Other LGBTQ leaders and elected officials were quick to condemn the removal of the Pride flag, which had flown since the site’s official designation as a national monument.
New York City Mayor Zohran Mamdani called the decision “outrageous.”
“I am outraged by the removal of the Rainbow Pride Flag from Stonewall National Monument,” Mamdani said in a statement. “New York is the birthplace of the modern LGBTQ+ rights movement, and no act of erasure will ever change or silence that history.”
“Our city has a duty not just to honor this legacy, but to live up to it,” he added. “I will always fight for a New York City that invests in our LGBTQ+ community, defends their dignity, and protects every one of our neighbors — without exception.”
Senate Minority Leader Chuck Schumer also condemned the move.
“The removal of the Pride Rainbow Flag from the Stonewall National Monument is a deeply outrageous action that must be reversed immediately,” Schumer said in a statement to The Advocate. “Stonewall is a landmark because it is the birthplace of the modern LGBTQ rights movement, and symbols of that legacy belong there by both history and principle.”
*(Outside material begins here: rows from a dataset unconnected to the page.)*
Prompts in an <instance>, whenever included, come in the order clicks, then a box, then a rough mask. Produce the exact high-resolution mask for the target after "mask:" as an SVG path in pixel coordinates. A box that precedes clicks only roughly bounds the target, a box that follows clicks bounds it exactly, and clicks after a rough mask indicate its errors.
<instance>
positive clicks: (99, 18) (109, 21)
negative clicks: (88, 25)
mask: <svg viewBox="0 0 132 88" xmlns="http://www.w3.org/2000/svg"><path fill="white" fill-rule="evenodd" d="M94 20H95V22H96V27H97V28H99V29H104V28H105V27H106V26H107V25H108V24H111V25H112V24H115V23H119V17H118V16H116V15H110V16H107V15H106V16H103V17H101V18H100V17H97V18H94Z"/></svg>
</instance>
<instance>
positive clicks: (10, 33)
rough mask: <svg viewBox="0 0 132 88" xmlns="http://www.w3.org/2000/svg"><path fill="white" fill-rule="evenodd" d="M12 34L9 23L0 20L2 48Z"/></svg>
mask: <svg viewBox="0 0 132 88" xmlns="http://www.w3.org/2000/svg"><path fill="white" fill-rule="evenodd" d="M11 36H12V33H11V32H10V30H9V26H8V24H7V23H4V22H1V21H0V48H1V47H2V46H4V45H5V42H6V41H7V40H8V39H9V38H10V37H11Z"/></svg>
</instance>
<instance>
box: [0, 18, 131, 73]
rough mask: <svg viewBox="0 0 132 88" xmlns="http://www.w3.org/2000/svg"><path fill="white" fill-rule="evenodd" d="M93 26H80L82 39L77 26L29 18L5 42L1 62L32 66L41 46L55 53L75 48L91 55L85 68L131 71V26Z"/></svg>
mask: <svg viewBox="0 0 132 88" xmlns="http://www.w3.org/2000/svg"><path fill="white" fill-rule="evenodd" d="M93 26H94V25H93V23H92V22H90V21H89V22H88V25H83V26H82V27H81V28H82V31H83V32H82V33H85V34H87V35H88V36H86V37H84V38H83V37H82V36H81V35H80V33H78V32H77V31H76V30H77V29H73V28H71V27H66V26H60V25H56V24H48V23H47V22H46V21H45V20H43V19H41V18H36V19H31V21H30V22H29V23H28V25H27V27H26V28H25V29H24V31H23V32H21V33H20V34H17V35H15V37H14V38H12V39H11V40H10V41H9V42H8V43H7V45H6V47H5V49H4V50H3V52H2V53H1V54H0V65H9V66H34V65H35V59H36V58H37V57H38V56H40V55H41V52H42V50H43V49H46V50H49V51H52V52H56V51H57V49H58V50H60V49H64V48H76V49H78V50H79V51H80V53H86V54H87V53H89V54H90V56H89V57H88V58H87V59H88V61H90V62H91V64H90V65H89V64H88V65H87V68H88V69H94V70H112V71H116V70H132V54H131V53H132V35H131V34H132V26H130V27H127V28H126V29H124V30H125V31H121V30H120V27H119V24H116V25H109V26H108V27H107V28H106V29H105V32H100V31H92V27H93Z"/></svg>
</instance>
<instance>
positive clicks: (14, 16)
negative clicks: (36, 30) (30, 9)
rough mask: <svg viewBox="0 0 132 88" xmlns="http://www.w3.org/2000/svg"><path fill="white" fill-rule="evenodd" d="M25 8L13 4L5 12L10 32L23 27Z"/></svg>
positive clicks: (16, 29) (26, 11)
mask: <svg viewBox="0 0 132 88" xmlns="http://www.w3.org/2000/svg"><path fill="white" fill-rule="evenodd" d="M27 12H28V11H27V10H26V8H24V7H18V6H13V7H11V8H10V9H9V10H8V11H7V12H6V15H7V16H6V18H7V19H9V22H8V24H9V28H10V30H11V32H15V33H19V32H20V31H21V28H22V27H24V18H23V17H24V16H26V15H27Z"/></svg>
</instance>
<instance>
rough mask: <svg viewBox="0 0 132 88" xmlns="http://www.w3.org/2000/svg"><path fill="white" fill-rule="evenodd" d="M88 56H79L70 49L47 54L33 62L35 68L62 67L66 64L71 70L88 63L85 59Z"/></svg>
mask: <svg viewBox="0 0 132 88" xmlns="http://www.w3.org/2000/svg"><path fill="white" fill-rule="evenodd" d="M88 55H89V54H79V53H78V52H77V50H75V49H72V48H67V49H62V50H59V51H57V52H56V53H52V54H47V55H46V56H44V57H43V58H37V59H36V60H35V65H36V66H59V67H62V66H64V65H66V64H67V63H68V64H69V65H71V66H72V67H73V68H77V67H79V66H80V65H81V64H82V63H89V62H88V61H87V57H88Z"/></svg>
Cathy Renna, communications director for the National LGBTQ Task Force, said the flag’s removal will not erase the movement it represents.
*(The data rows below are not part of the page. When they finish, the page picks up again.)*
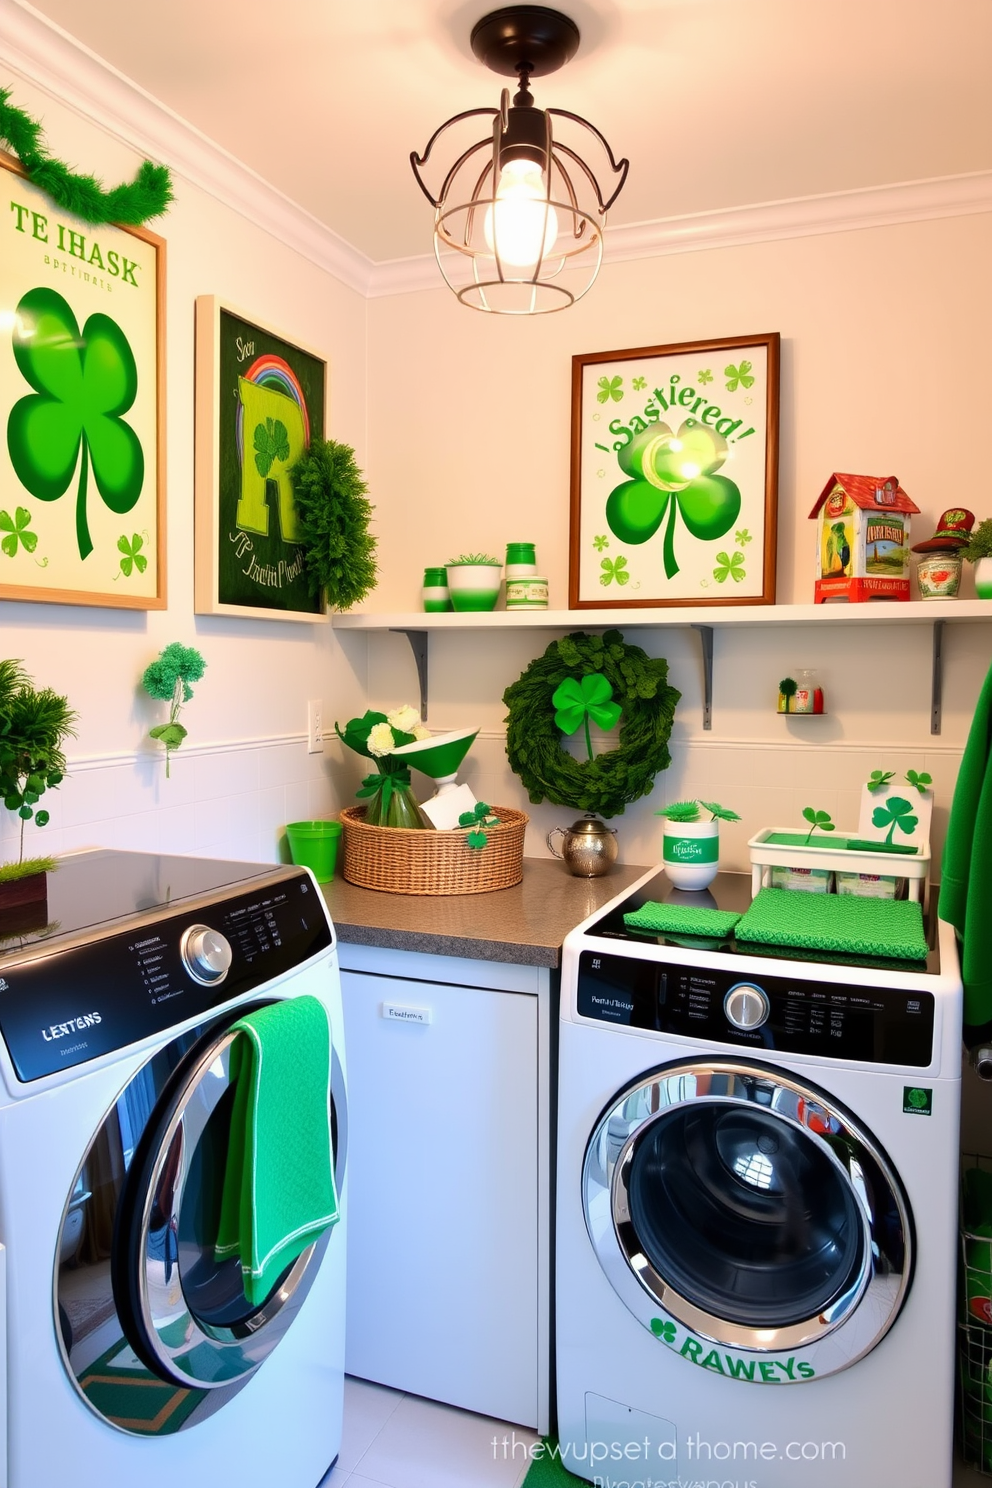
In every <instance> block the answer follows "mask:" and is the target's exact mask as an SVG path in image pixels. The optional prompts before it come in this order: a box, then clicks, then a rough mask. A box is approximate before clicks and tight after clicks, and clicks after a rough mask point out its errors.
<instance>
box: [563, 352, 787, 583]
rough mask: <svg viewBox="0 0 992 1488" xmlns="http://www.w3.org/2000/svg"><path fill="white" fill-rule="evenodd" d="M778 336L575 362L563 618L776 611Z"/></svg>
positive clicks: (613, 354)
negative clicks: (650, 614) (682, 607)
mask: <svg viewBox="0 0 992 1488" xmlns="http://www.w3.org/2000/svg"><path fill="white" fill-rule="evenodd" d="M778 368H779V336H778V333H776V332H775V333H769V335H763V336H742V338H727V339H723V341H696V342H686V344H683V345H674V347H644V348H641V350H635V351H596V353H593V354H590V356H579V357H573V415H571V418H573V423H571V530H570V564H568V603H570V607H571V609H579V610H582V609H635V607H645V606H669V604H686V606H687V604H773V603H775V542H776V504H778Z"/></svg>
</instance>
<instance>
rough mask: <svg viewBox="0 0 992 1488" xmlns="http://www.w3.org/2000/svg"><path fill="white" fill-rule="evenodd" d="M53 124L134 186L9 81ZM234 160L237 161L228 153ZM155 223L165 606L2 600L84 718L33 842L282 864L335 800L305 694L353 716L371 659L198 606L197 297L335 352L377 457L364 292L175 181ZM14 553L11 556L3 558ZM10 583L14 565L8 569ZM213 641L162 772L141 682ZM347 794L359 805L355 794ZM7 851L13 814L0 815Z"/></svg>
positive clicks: (19, 104)
mask: <svg viewBox="0 0 992 1488" xmlns="http://www.w3.org/2000/svg"><path fill="white" fill-rule="evenodd" d="M0 80H3V82H4V83H12V86H13V101H16V104H18V106H19V107H24V109H27V110H28V112H30V113H31V115H34V116H36V118H40V119H42V121H43V122H45V128H46V134H48V141H49V147H51V149H52V150H54V152H55V153H57V155H62V156H65V158H68V159H70V161H73V162H76V164H77V165H79V167H80V168H85V170H88V171H92V173H94V174H97V176H100V177H103V179H104V180H106V182H107V183H113V182H117V180H123V179H129V177H131V176H132V173H134V170H135V167H137V164H138V159H140V156H137V155H135V153H134V152H132V150H131V149H129V147H126V146H125V144H122V143H120V141H119V140H117V138H115V137H113V135H112V134H109V132H107V131H106V129H103V128H98V126H97V125H95V124H92V122H91V121H88V119H86V118H85V116H80V115H79V113H74V112H71V110H70V109H67V107H64V106H62V104H61V103H58V101H57V100H55V98H54V97H52V95H51V94H49V92H46V91H43V89H42V88H37V86H34V85H33V83H31V82H28V79H25V77H24V76H18V74H13V73H9V71H7V70H6V68H4V76H3V77H1V79H0ZM220 165H222V167H223V161H222V162H220ZM175 198H177V199H175V202H174V204H173V207H171V208H170V211H168V214H167V216H165V217H162V219H161V222H158V223H150V226H152V228H153V229H158V231H159V232H161V234H162V235H164V237H165V240H167V354H168V368H167V429H168V437H167V445H168V470H167V490H168V609H167V610H165V612H149V613H137V612H123V610H107V609H88V607H70V606H52V604H25V603H10V601H7V603H0V655H4V656H18V658H22V659H24V665H25V667H27V670H28V671H30V673H31V676H33V677H34V679H36V682H37V684H39V686H51V687H55V689H57V690H59V692H64V693H67V695H68V699H70V702H71V704H73V707H74V708H76V710H77V713H79V734H77V738H76V741H74V743H73V744H71V745H70V750H68V754H70V768H71V774H70V777H68V778H67V780H65V783H64V784H62V787H61V789H59V790H58V792H52V793H51V798H46V802H45V804H46V805H49V804H51V809H52V821H51V824H49V826H48V827H46V829H45V830H43V832H31V830H30V832H28V836H34V839H36V841H34V842H33V844H31V845H33V847H34V850H36V851H45V850H48V851H54V853H58V851H62V850H67V848H70V847H79V845H83V844H92V842H101V844H109V845H120V847H134V848H156V847H162V848H168V850H173V851H198V853H207V851H217V853H228V854H231V856H235V857H247V859H263V860H265V859H274V857H275V856H277V853H278V851H280V838H281V832H283V826H284V823H286V821H287V820H294V818H299V817H309V815H318V814H324V812H326V811H330V809H333V808H336V805H338V804H339V802H338V787H336V781H335V778H333V774H332V771H330V769H329V756H326V754H324V756H308V754H306V747H305V729H306V699H308V698H321V699H323V702H324V714H326V716H330V717H333V716H335V713H336V711H342V713H345V714H348V713H350V711H351V710H352V708H360V707H361V702H363V698H364V653H363V647H361V646H351V647H350V653H348V655H345V653H344V652H342V649H341V644H339V640H338V637H336V635H335V632H333V631H332V628H330V625H300V623H292V622H278V620H272V622H263V620H239V619H228V618H214V616H195V615H193V302H195V298H196V296H198V295H219V296H222V298H225V299H226V301H229V302H231V304H233V305H238V307H241V308H244V310H245V311H247V312H248V314H256V315H257V317H259V318H262V320H265V321H266V323H271V324H274V326H277V327H278V329H281V330H284V332H286V335H287V336H289V338H290V339H293V338H299V339H300V341H303V342H305V344H308V345H315V347H320V348H321V350H323V351H324V353H326V356H327V360H329V381H330V393H329V433H330V434H332V436H333V437H336V439H341V440H345V442H347V443H351V445H354V446H355V451H357V455H358V460H360V461H364V458H366V445H367V437H366V417H364V415H366V387H364V382H366V302H364V298H363V296H361V295H360V293H357V292H354V290H351V289H347V287H345V286H342V284H341V283H339V281H338V280H335V278H332V277H330V275H329V274H327V272H324V271H323V269H321V268H318V266H315V265H314V263H311V262H308V260H306V257H303V256H302V254H299V253H296V251H294V250H292V248H289V247H286V246H283V244H281V243H280V241H277V238H275V237H272V235H271V234H269V232H265V231H262V229H260V228H257V226H254V225H253V223H251V222H250V220H247V219H245V217H244V216H242V214H239V213H236V211H233V210H231V208H229V207H226V205H223V204H222V202H220V201H217V199H214V198H213V196H210V195H208V193H207V192H205V190H201V189H198V187H195V186H192V185H189V183H187V182H186V180H183V179H181V177H178V176H177V177H175ZM3 561H6V559H3V557H1V555H0V564H3ZM0 577H1V568H0ZM174 640H178V641H183V643H184V644H193V646H198V647H199V650H201V652H202V653H204V656H205V659H207V673H205V676H204V679H202V682H201V683H198V686H196V687H195V696H193V701H192V702H189V704H187V707H186V708H184V713H183V722H184V723H186V726H187V728H189V741H187V743H186V745H184V747H183V748H181V751H180V753H178V754H177V756H175V759H174V762H173V771H171V778H170V780H165V771H164V765H162V751H161V747H159V745H155V744H153V741H150V740H149V738H147V731H149V728H150V726H152V725H153V723H159V722H162V719H164V716H165V704H159V702H153V701H152V699H150V698H147V696H146V695H144V693H143V692H141V690H140V687H138V682H140V677H141V671H143V670H144V667H146V665H147V662H149V661H152V659H153V658H155V656H156V655H158V652H159V650H161V649H162V647H164V646H167V644H168V643H170V641H174ZM350 793H351V792H350V787H348V790H347V792H345V799H347V798H348V796H350ZM0 817H1V818H3V823H1V826H0V859H1V857H3V856H6V854H7V853H9V847H10V844H9V841H7V839H9V838H10V835H12V830H13V824H12V821H10V820H9V814H7V812H0Z"/></svg>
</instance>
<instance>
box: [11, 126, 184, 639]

“They can take down a flag, but they can’t take down our history,” Renna said. “Stonewall is sacred ground rooted in resistance, liberation, and the legacy of trans and queer trailblazers who changed the course of history.”
Human Rights Campaign National Press Secretary Brandon Wolf echoed that sentiment.
“Bad news for the Trump administration: these colors don’t run,” Wolf said. “The Stonewall Inn and Visitors Center are privately owned, their flags are still flying high, and that community is just as queer today as it was yesterday.”
Tyler Hack, executive director of the Christopher Street Project, said the removal was aimed squarely at LGBTQ visibility.
“The Pride flag was removed from Stonewall for one reason: to further erase queer and trans people from public life,” Hack said. “Stonewall marks the moment when queer and trans people fought back and demanded dignity. Our history is not theirs to erase.”
Bottcher closed with a promise to his constituents — and to the broader LGBTQ community — that the Pride flag’s removal would not be permanent.
“We will not be erased. We will not be silenced,” he said. “And the Pride flag will fly again at the birthplace of our movement.”